Fadéla Hebbadj, Les Ensorcelés (Roman). Paris : Buchet-Chastel, 2010. 192 pp.
Dans un incipit remarquable à ce deuxième roman Les Ensorcelés,Fadéla Hebbadj ne cesse de hurler un cri des tripes et de l’esprit : source de tant d’émotions et de libérations. Ce Cri brûlant / Personnage souffrant voudrait abolir tout un passé afin de rectifier ce qui lui semble être une injustice faite vis-à-vis d’elle et de sa famille. Roman autobiographique d’une force forcenée qui déconstruit ce que la romancière pense être l’incohérence de la justice française. Et ce cri revient toujours lancinant, dynamitant toute pensée, toute action dans un drame incompréhensible. Ses écheveaux seront étayés peu à peu par une narratrice encline au délire teinté d’une lucidité déroutante.
En réalité ce cri représente, pour ne pas dire incarne parfaitement la narratrice de cette tragédie, couchée en une écriture saccadée et limpide, bordant parfois sur le poétique / politique.

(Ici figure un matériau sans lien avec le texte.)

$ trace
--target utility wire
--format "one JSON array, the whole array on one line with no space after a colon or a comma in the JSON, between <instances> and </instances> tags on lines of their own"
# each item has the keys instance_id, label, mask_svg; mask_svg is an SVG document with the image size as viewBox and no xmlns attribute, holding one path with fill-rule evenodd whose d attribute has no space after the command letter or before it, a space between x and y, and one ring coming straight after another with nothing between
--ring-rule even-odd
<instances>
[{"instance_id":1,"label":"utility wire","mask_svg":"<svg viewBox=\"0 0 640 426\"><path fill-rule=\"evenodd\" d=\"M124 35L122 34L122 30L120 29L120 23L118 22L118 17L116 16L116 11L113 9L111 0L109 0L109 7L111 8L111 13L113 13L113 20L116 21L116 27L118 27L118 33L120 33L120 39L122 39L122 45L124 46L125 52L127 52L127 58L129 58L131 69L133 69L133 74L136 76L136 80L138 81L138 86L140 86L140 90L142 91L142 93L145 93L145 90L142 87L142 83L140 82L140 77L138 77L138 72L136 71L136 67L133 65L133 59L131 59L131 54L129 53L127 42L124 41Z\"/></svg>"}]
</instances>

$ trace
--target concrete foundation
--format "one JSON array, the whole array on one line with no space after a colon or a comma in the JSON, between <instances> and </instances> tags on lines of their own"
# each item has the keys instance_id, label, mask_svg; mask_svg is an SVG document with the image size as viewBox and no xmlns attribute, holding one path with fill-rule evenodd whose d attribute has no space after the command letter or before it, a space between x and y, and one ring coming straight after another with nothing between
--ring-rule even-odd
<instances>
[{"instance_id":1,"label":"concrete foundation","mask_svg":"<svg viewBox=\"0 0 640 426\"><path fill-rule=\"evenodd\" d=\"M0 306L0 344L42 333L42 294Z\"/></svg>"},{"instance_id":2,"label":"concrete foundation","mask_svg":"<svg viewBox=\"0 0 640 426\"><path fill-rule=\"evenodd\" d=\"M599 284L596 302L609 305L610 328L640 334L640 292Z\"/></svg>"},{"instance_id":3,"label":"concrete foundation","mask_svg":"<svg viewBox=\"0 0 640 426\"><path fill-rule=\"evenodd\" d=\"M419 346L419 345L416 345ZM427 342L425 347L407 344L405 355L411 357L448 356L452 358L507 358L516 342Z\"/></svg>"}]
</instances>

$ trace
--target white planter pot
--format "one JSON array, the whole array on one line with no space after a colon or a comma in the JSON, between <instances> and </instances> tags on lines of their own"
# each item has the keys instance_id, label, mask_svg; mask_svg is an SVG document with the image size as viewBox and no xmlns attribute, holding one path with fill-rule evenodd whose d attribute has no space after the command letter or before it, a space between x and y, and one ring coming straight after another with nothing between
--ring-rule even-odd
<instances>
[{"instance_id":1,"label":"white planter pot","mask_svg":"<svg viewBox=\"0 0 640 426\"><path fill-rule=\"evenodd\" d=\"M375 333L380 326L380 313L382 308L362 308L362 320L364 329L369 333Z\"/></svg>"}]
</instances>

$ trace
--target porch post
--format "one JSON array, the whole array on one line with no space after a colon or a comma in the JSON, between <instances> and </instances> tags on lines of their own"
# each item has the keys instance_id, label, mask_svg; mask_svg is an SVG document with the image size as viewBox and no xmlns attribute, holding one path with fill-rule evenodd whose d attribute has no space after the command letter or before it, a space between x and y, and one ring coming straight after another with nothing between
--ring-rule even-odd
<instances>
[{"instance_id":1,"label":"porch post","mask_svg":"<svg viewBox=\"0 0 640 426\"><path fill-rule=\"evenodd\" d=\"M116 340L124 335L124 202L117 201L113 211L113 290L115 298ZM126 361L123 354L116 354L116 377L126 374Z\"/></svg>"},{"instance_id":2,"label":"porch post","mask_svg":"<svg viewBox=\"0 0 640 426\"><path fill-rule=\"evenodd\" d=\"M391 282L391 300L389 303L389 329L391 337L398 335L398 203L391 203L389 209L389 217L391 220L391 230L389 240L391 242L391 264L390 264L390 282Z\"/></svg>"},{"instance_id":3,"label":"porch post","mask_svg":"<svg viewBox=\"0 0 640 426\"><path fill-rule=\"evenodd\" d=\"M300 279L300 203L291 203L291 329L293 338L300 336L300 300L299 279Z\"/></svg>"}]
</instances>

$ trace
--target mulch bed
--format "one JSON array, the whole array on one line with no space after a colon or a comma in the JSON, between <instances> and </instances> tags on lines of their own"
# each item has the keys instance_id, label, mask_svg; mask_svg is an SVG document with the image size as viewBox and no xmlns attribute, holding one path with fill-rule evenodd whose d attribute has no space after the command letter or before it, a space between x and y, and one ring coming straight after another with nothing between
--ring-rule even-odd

Le roman est divisé en trois parties : 1. Le Miroir du Salon : contemplation aliénante d’un Moi englué dans le miroir de la douleur sans possibilité de détachement salvateur. 2. Le Sorcier Juif : l’assassinat de la mère et de la sœur aînée, la blessure du père et du frère de la narratrice sous l’effet d’une sorcellerie occulte. Un véritable carnage perpétré par un voisin algérien fou-furieux jaloux qui tue à bout portant des innocents. 3. Le Fusible : vers la fin de cette horrible tragédie nous apprenons que le motif est franchement absurde. Un changement de fusible par la mère qui est prise pour le père, déclenchant ainsi la jalousie du bourreau. Dès le premier paragraphe, Fadéla Hebbadj esquisse ce mal qui la ronge du dedans. Ce roman se lit d’une seule traite, tellement l’intensité des événements et des émotions est touchante :
Au commencement fut le cri contre le ciel et la terre qui se changèrent en
« Ténèbres au-dessus de l’abîme ». Le cri se tut à l’intérieur de mes
os. Je le fis taire et le mal fut. (9)
Cri intériorisé de colère et de révolte, de frustration et de combat… Cri en quête interminable d’une narratrice écorchée à vif. Ainsi, elle vit l’horreur de sa petite enfance jusqu’à l’âge adulte à la recherche de la vérité élusive qui permettrait de faire punir le coupable. La narratrice fluctue ainsi entre deux états, comme dans une « binarité infernale », en étant parfois la sauvageonne et parfois la magicienne. Et parfois, les deux à la fois ! La première ne cesse de hurler le mal subi, selon elle, à sa famille, et la lutte constante pour rendre justice aux victimes d’un voisin bourreau. Celui-ci est libéré par une justice française qui, selon l’auteure, relève du délit d’éthique. Le criminel est peut-être puni, mais sans doute pas à la hauteur du crime, d’après la romancière. Et la deuxième, la magicienne, c’est la révoltée contre les injustices sociales tout en s’en libérant par l’imaginaire, les rêveries qui vont jusqu’à « la magie de l’au-delà ». C’est grâce à l’écriture et à l’invention de tant de mondes que l’héroïne se débarrasse peu à peu de ses démons.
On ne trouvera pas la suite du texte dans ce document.